Gaining the weight was easy, Crowe says. "At my age, I have to watch everything I eat," he says. "I have to be really disciplined. If you take off those disciplines, all hell breaks loose. And it happens pretty quickly."

What was DiCaprio's reaction when he first reunited with Crowe?

"I busted out laughing," he says, slapping Crowe on the back. "I couldn't stop."

For once, DiCaprio is the one making fun, while Crowe gets sheepish.

"Yeah, when I see my gut hanging between my legs, I don't know what I was thinking," says Crowe, who has already lost most of the weight. "I'm not sure I'd do that again. But I get what Ridley wanted to do. He doesn't put in any image that he hasn't thought out."

Those images will not go unnoticed by the public, at least on the Internet, where debate is brewing over whether Scott's portrait of a CIA detached from realities in the field will be a Hollywood polemic on the war.

Whether moviegoers care is another question. They have largely ignored films broaching conflict in the Middle East. The Kingdom, In the Valley of Elah and Saving Grace were box-office duds.

That hasn't deterred Scott from some overtly political imagery. In one torture scene, an Islamic terrorist tells his captor "Welcome to Guantanamo." In another, Crowe's character warns that when a nation is occupied, resistance only grows stronger over time.
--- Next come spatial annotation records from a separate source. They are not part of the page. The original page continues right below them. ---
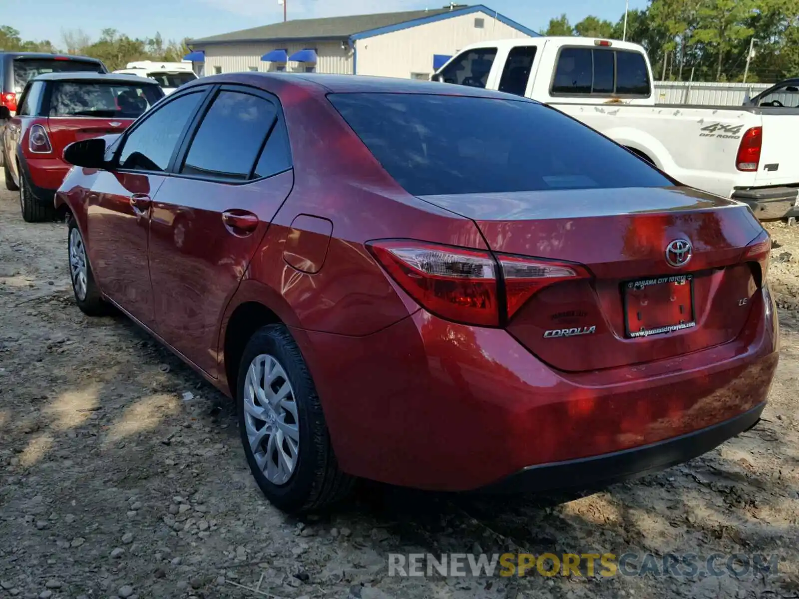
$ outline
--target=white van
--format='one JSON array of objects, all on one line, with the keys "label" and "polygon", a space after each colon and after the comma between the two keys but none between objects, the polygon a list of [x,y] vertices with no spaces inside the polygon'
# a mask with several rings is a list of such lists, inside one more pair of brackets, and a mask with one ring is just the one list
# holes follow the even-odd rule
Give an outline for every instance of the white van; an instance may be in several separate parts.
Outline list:
[{"label": "white van", "polygon": [[125,69],[114,73],[126,75],[140,75],[155,79],[161,86],[164,93],[169,94],[184,83],[197,78],[192,69],[191,62],[157,62],[154,61],[137,61],[129,62]]}]

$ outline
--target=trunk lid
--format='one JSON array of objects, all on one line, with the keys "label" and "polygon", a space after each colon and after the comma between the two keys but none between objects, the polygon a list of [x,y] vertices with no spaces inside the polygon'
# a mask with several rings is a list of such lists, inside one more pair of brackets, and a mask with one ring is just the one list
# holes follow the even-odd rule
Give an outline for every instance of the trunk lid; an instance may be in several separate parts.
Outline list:
[{"label": "trunk lid", "polygon": [[[555,368],[610,368],[734,339],[759,280],[743,261],[762,231],[745,206],[677,188],[423,196],[471,218],[496,252],[586,266],[546,287],[507,323]],[[673,241],[692,255],[666,261]],[[684,249],[673,246],[670,257]],[[676,252],[675,252],[676,250]],[[667,328],[667,332],[658,332]]]},{"label": "trunk lid", "polygon": [[121,133],[129,127],[133,118],[94,118],[90,117],[50,117],[47,120],[53,149],[60,153],[74,141],[104,135]]}]

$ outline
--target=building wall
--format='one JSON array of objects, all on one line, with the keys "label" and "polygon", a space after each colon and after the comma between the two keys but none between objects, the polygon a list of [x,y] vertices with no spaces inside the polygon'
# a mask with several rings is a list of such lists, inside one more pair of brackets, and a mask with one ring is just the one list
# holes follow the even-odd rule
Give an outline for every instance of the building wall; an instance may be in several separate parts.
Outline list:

Scott concedes the movie is political. But he says he is simply trying to reflect the realities of the conflict.

And the film hardly offers a monolithic view of the USA or Mideast nations. Strong's character is a Jordanian intelligence officer who at times is more sympathetic than Crowe's -- and a better ally to DiCaprio's agent.

"Usually the most challenging things you can say are also the most accurate," Scott says.

For all of DiCaprio's research into the role and Crowe's bluster, both are loath to discuss any message of the film.

"We're not telling people what to think," DiCaprio says. "If we're guilty of anything, it's in telling people to think."

DiCaprio says that if Hollywood has been remiss in any aspect of political films, it's in not sparking the industry's target audience to become politically active -- in any direction.

"I'd just like to see young people respond in some way," he says. "About 40% of young people who are registered to vote actually did in 2004. About 70% of older people did. If you can get young people to have their generation represented, then you're doing something."

Crowe grins at the brief sermon. "I knew he was a good bloke early on," he says. "Even if he doesn't know when you're pulling a joke on him."